People have tried various methods of making them interesting, such as putting coffee beans in them and setting fire to them, or putting them in coffee and giving the result a regional name like Irish Coffee or Jamaican Coffee or some such. None of these has ever caught on, not even in Ireland or Jamaica, which is a bit of a giveaway.

So the last resort is to mix these potions together and see if they became any more palatable in combination. The results, known as cocktails, come into four categories:

1. Too sweet

2. Too strong

3. A funny colour

4. Highly inflammable

A good cocktail will always produce the same reaction - "Hey, that's nice! I'll have another of those!" Unfortunately, that leads to another and another. So it is better to stick to bad cocktails, which is luckily what most cocktails are, and of which you will need only one.

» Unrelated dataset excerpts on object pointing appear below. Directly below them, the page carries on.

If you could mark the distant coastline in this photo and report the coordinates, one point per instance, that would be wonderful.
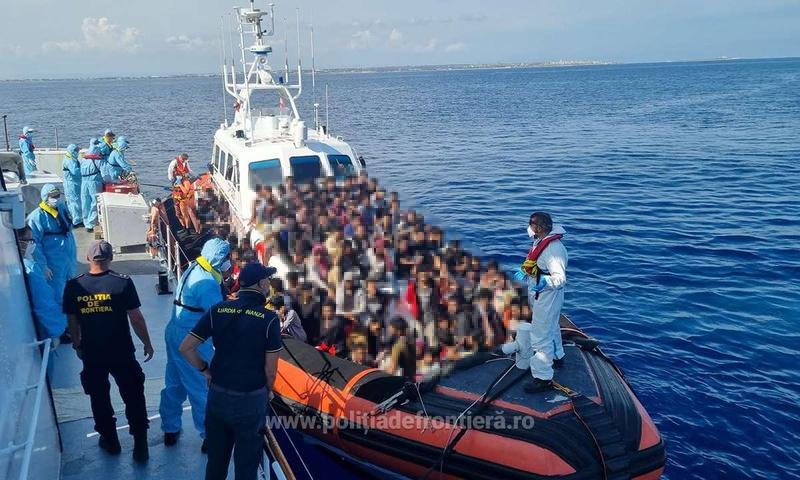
(422, 68)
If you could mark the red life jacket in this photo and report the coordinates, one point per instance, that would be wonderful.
(529, 266)
(33, 147)
(539, 248)
(181, 167)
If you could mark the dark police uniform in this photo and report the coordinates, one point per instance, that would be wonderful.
(243, 331)
(101, 302)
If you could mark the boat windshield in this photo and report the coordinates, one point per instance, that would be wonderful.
(265, 172)
(342, 166)
(305, 169)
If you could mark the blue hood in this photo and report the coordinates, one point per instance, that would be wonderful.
(216, 251)
(73, 150)
(47, 189)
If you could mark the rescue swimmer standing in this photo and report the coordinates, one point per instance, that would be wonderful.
(545, 269)
(247, 339)
(99, 305)
(199, 288)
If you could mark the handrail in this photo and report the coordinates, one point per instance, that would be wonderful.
(28, 443)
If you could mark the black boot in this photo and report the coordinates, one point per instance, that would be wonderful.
(110, 443)
(141, 452)
(537, 385)
(170, 438)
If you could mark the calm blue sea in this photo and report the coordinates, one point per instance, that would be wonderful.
(678, 184)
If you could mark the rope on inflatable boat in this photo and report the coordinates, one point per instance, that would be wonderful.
(485, 399)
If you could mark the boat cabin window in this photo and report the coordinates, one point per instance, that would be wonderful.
(342, 166)
(305, 169)
(232, 169)
(265, 172)
(214, 157)
(219, 162)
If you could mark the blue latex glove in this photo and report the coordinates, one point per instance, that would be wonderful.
(520, 275)
(540, 285)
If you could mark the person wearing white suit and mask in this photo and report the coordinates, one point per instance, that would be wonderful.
(545, 270)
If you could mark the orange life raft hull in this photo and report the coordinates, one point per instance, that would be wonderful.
(596, 428)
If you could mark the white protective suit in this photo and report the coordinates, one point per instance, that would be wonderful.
(546, 310)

The usual way of rescuing a bad cocktail is by giving it a distinctive name, and much of the ingenuity of the cocktail inventor goes into the nomenclature. Cocktail names come into three main categories:

1. The names of totally forgotten people (eg Tom Collins, Gibson)

2. Light-hearted, jokey names (Between the Sheets, Screwdriver)

3. Names better given to racehorses (Pink Lady, Petite Fleur, Bloody Mary etc etc etc)

So there you are! To create a cocktail, mix together anything you have got and call it anything you like. Enjoy!